In 2009, President Obama signed into law the Tobacco Control Act, which put new regulations on all tobacco products sold in the U.S. Then, through bureaucratic sleight of hand, the Food and Drug Administration declared that all vaping products—even though they contain zero tobacco—would be regulated as if they were tobacco products. This regulatory overreach is unconstitutional.

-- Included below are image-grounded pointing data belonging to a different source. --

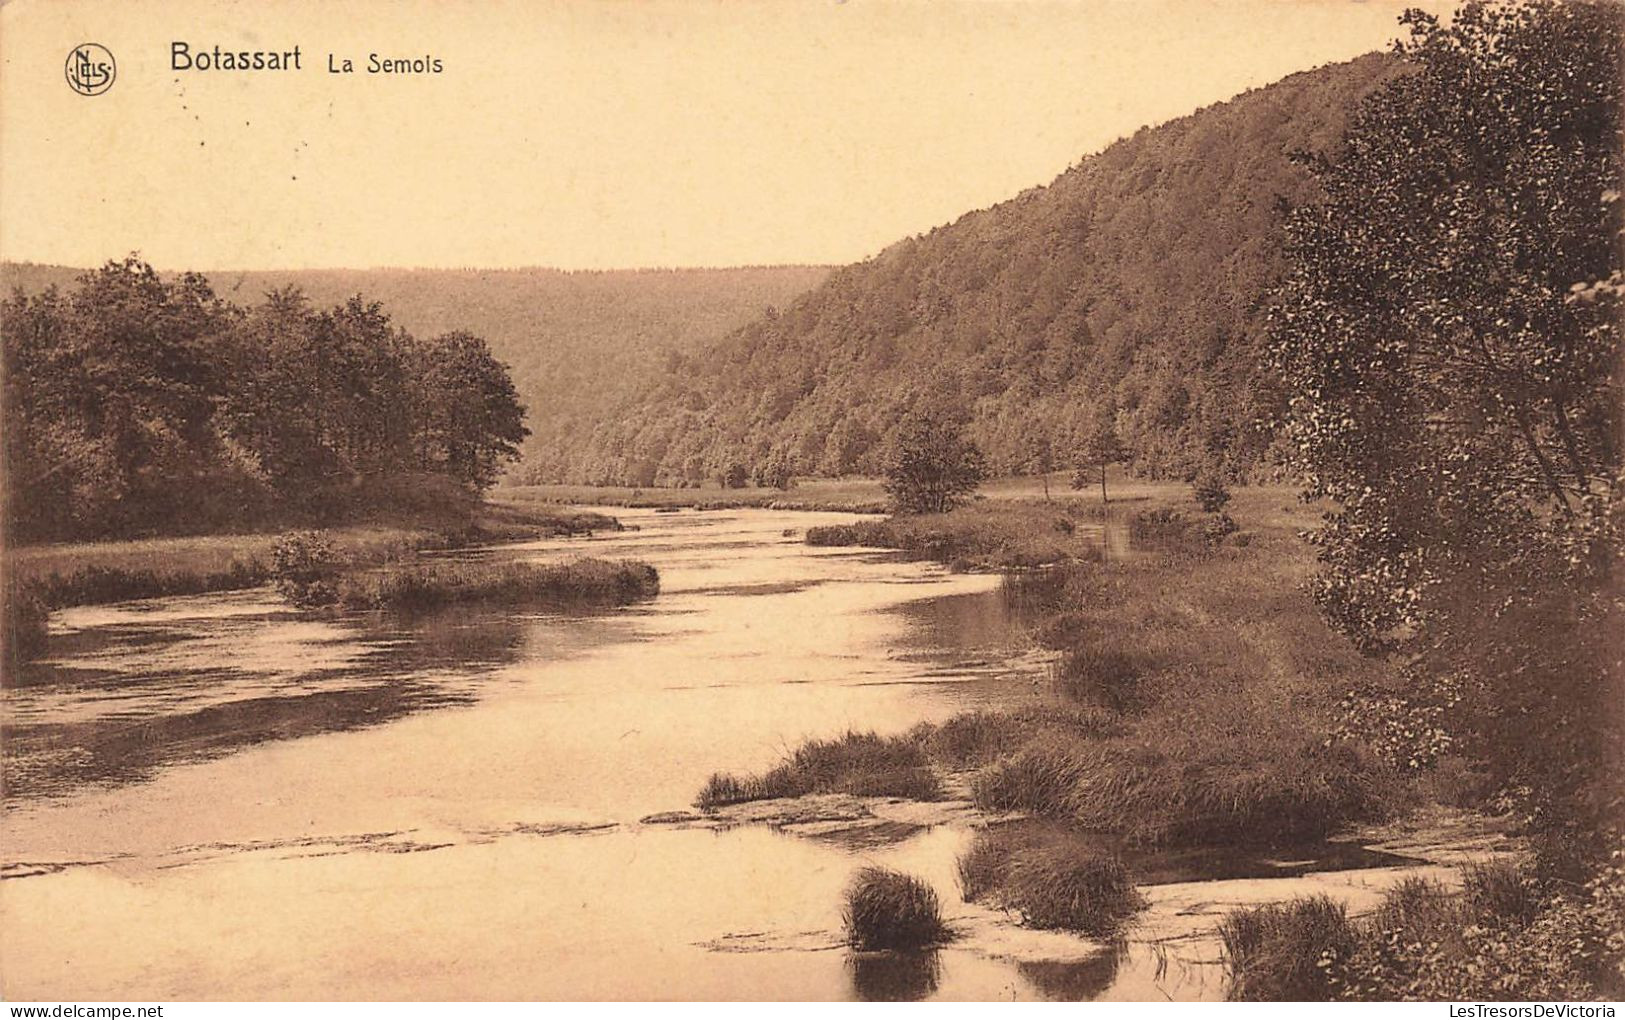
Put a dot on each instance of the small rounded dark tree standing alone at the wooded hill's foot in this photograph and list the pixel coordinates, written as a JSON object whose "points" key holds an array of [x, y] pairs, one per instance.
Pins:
{"points": [[932, 467]]}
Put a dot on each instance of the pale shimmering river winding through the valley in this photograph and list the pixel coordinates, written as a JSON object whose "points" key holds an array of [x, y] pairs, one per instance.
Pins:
{"points": [[219, 798]]}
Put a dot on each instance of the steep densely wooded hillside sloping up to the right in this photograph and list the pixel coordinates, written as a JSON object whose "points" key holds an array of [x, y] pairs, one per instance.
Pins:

Now a looming regulatory deadline threatens to put every small vape manufacturer in the U.S. out of business before summer.
Vaping is not smoking
Vaping products, like e-cigarettes, vape pens, and refillable personal vaporizers, heat “e-liquids” into a vapor that can be inhaled. E-liquids come in various flavors, with different concentrations of nicotine or no nicotine at all. In other words, whatever one thinks of vaping, it is not smoking tobacco products. People have actually used vaping products to quit smoking, and some vaping business owners started their businesses to help others quit. Even the FDA has acknowledged the potential benefits of vaping.
Vaping regulations
The FDA regulations on vaping, called the “Deeming Rule,” impose millions of dollars’ worth of fees on vaping businesses. This has already priced many small companies out of business and could potentially leave the vaping industry under the complete control of the major vaping manufacturers and tobacco companies.

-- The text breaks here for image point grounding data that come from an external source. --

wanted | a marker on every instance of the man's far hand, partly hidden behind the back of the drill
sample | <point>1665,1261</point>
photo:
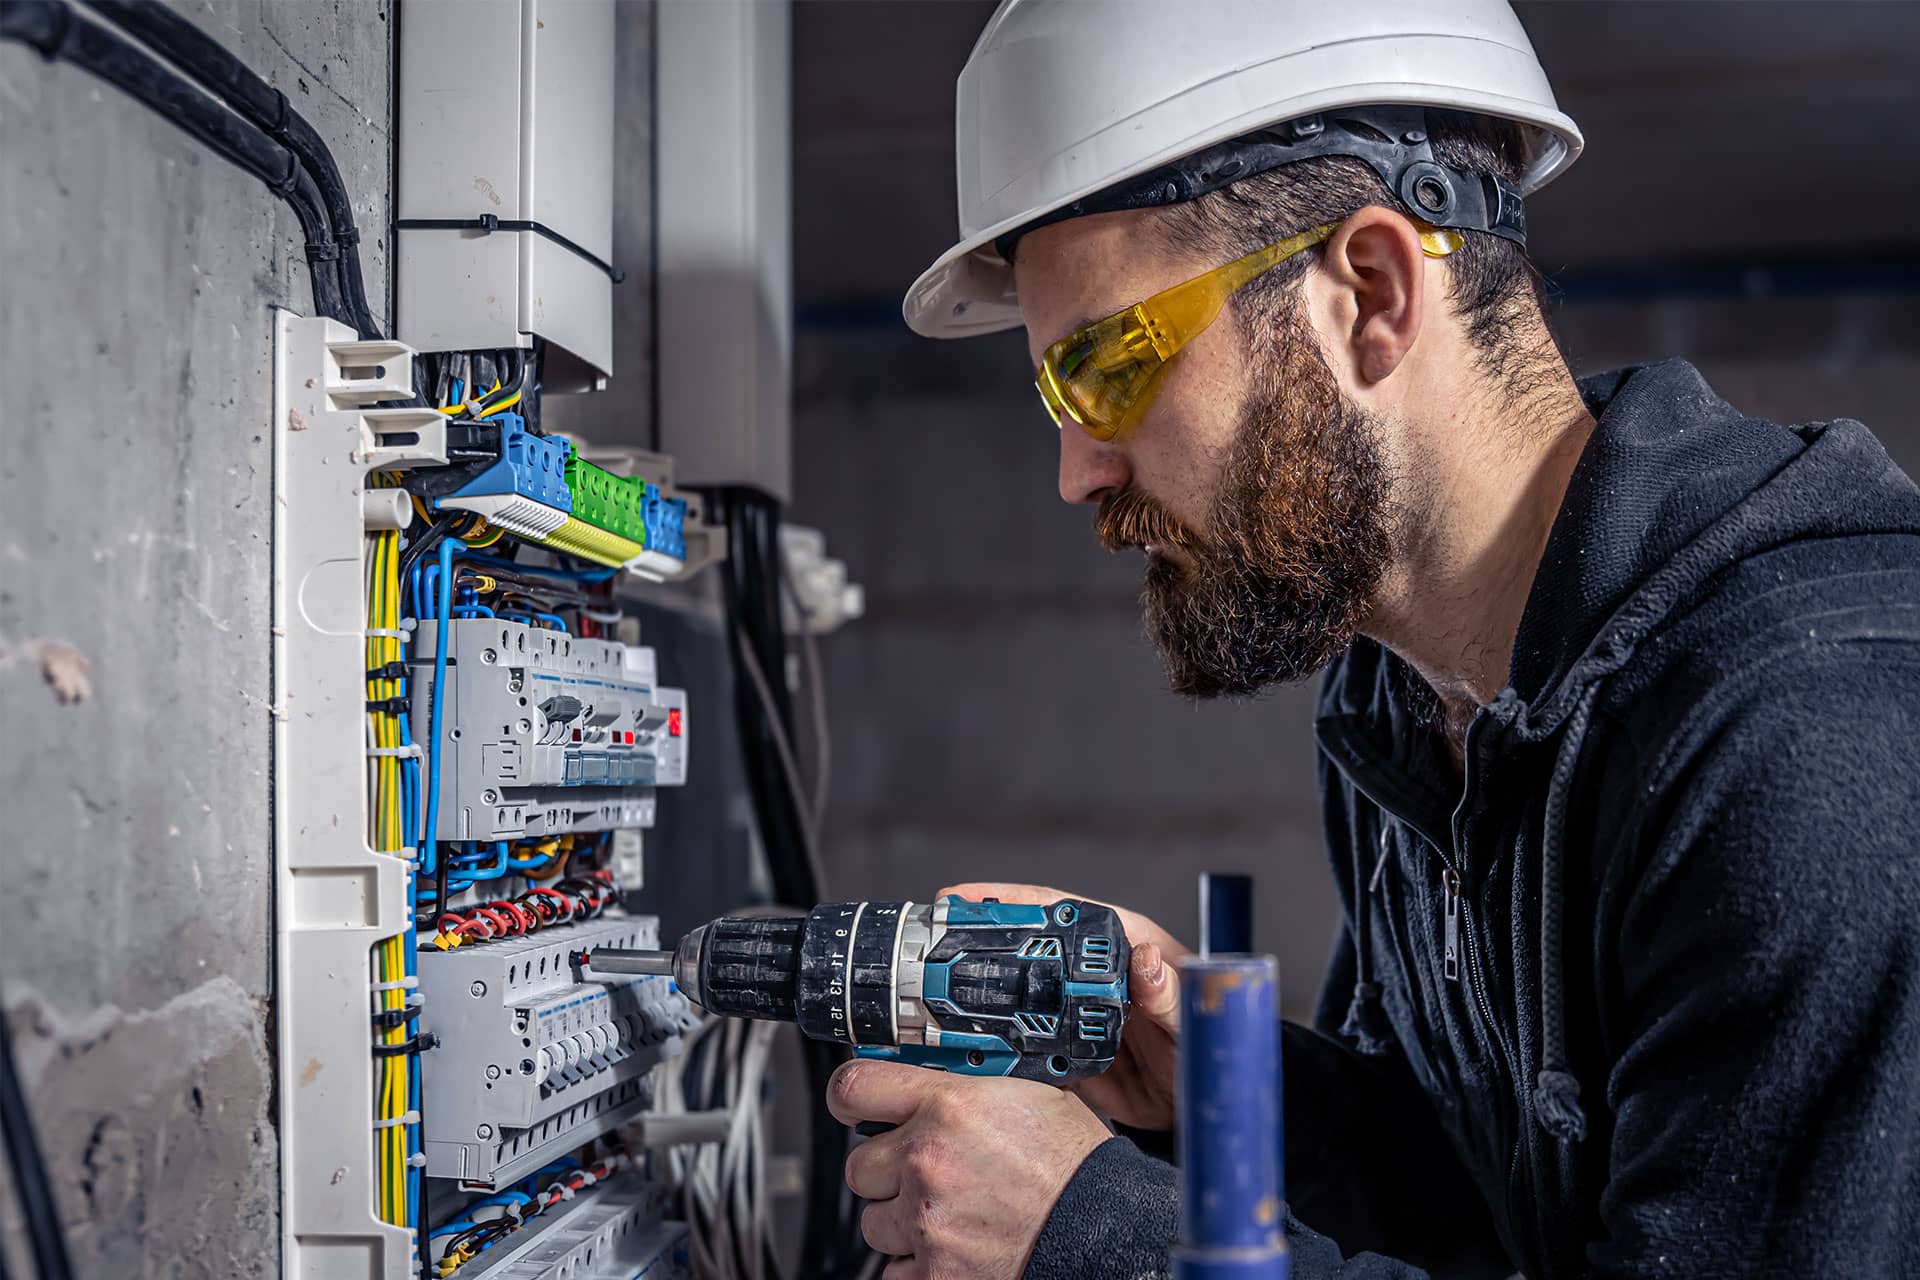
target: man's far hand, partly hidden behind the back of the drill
<point>1140,1087</point>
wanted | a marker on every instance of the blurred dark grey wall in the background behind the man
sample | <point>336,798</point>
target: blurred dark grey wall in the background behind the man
<point>999,715</point>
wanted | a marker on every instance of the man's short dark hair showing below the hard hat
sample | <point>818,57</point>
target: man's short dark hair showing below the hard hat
<point>1495,285</point>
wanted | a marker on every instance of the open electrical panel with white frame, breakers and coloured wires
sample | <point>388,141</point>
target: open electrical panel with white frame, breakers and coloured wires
<point>539,736</point>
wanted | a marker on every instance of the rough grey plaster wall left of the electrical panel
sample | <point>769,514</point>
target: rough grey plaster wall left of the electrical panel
<point>137,279</point>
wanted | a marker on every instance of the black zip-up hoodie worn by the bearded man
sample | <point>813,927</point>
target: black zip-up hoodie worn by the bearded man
<point>1679,1031</point>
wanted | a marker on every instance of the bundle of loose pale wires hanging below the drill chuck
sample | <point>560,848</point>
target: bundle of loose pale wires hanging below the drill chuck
<point>723,1189</point>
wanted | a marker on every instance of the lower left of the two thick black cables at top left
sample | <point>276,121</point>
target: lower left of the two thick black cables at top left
<point>53,30</point>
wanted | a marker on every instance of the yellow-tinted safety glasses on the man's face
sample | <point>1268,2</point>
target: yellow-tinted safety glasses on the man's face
<point>1103,377</point>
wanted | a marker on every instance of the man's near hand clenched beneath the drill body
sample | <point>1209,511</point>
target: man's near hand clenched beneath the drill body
<point>963,1187</point>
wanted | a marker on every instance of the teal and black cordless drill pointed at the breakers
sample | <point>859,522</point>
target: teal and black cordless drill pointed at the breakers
<point>972,987</point>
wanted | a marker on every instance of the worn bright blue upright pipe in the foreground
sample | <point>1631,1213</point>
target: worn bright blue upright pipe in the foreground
<point>1230,1122</point>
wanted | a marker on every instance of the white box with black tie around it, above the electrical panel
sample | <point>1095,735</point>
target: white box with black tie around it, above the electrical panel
<point>504,224</point>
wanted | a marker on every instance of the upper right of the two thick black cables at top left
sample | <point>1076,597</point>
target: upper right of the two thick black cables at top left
<point>268,108</point>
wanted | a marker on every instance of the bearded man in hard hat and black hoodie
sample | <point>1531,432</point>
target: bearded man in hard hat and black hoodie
<point>1621,719</point>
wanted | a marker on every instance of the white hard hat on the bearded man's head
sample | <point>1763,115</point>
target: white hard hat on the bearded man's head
<point>1067,99</point>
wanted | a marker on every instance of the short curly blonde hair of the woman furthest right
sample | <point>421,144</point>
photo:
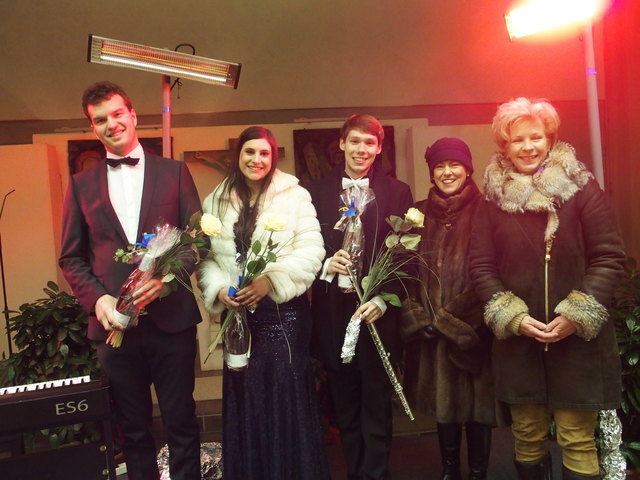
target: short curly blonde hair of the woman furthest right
<point>524,108</point>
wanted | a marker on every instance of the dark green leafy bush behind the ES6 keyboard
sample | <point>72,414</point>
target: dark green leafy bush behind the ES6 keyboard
<point>51,335</point>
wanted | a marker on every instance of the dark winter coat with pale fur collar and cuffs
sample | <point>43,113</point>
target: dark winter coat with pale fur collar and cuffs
<point>561,207</point>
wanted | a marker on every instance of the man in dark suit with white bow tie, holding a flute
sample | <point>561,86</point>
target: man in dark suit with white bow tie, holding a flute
<point>361,390</point>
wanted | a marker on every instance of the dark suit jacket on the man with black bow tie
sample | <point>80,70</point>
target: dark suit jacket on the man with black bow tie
<point>91,233</point>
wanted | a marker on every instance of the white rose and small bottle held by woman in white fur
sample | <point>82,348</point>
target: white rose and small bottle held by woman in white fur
<point>234,329</point>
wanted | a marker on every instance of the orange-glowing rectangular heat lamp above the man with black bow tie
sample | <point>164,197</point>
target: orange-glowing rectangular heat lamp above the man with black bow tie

The Deeming Rule requires all vaping manufacturers and retailers to get the FDA’s permission to sell “new tobacco products,” defined as products that were not on the market as of the arbitrarily chosen date of February 15, 2007. (Again, contrary to what the FDA says, vaping products do not include tobacco, and e-liquid makers do not make tobacco products.)
To get permission, a manufacturer must submit to the FDA—by May 12 of this year—an application for each and every different version of an e-liquid it makes. And because vaping manufacturers craft e-liquids with different flavors, different levels of nicotine, and in different sizes, even small manufacturers can have hundreds if not thousands of different e-liquid “products.”

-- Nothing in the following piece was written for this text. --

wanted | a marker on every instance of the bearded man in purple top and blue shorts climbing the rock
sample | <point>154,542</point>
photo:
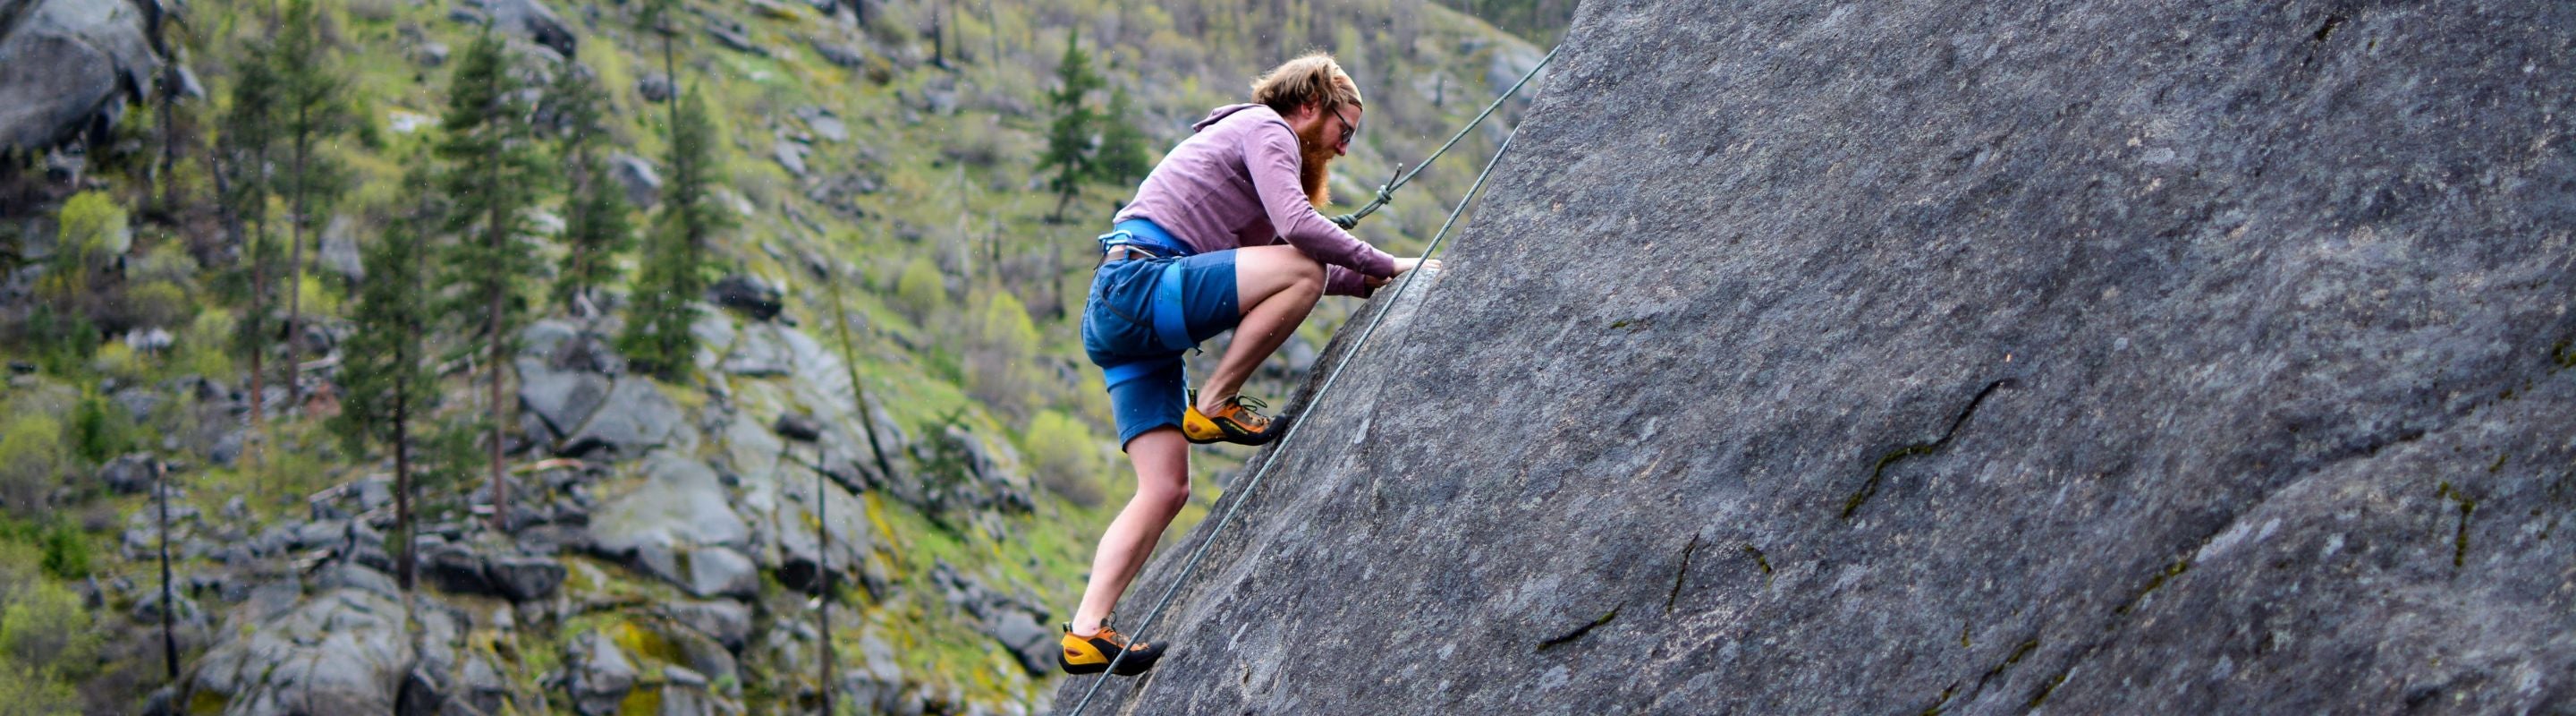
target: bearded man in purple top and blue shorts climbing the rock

The FDA estimates that it costs between $117,000 and $466,000 for each application. So, for example, if a vaping manufacturer produces 25 flavors of vaping liquid, each with four different nicotine levels, he or she would be required to submit 100 separate applications—at a cost of around $25 million. And if that manufacturer offered those products in two different sizes, the costs double. All of this, just to stay in business—assuming the FDA doesn’t deny their applications.
Vaping businesses being forced out of business
Because of these massive regulatory costs and uncertainty about what the FDA will do, many small vape shops and manufacturers have already been forced to close their doors. But even more despicable is that the FDA expected these businesses would close.
According to its own regulatory analyses, the FDA knew that about 90% of domestic entities affected by the Deeming Rule are “small,” and that the application process would be “a costly requirement.” As a result, the FDA expected “to see adjustment through additional consolidation and exit from the U.S. market, compared with what we would expect without regulation.”
In other words, the FDA knew that tangling small businesses in red tape would force most of them to close or be swallowed up by the major vape manufacturers and tobacco companies (that can afford to comply with the FDA’s regulations).
Many people have applauded the FDA’s efforts to regulate vaping products. But whatever you think about the benefits or hazards of vaping, unconstitutional regulations are the wrong way to address the matter.
Some small businesses have sued to challenge the FDA’s power grab. They allege that the Deeming Rule is invalid because it was issued by a career bureaucrat—and not, as required by the Constitution, an “officer of the United States,” nominated by the president and approved by the Senate. They also allege that the ban on speaking truthfully about vaping products (without the government’s permission) violates the First Amendment.
Unfortunately, the court recently ruled against the small businesses. As the family owners of these businesses consider their legal options, including appeal, the May 12 deadline looms and threatens their livelihoods.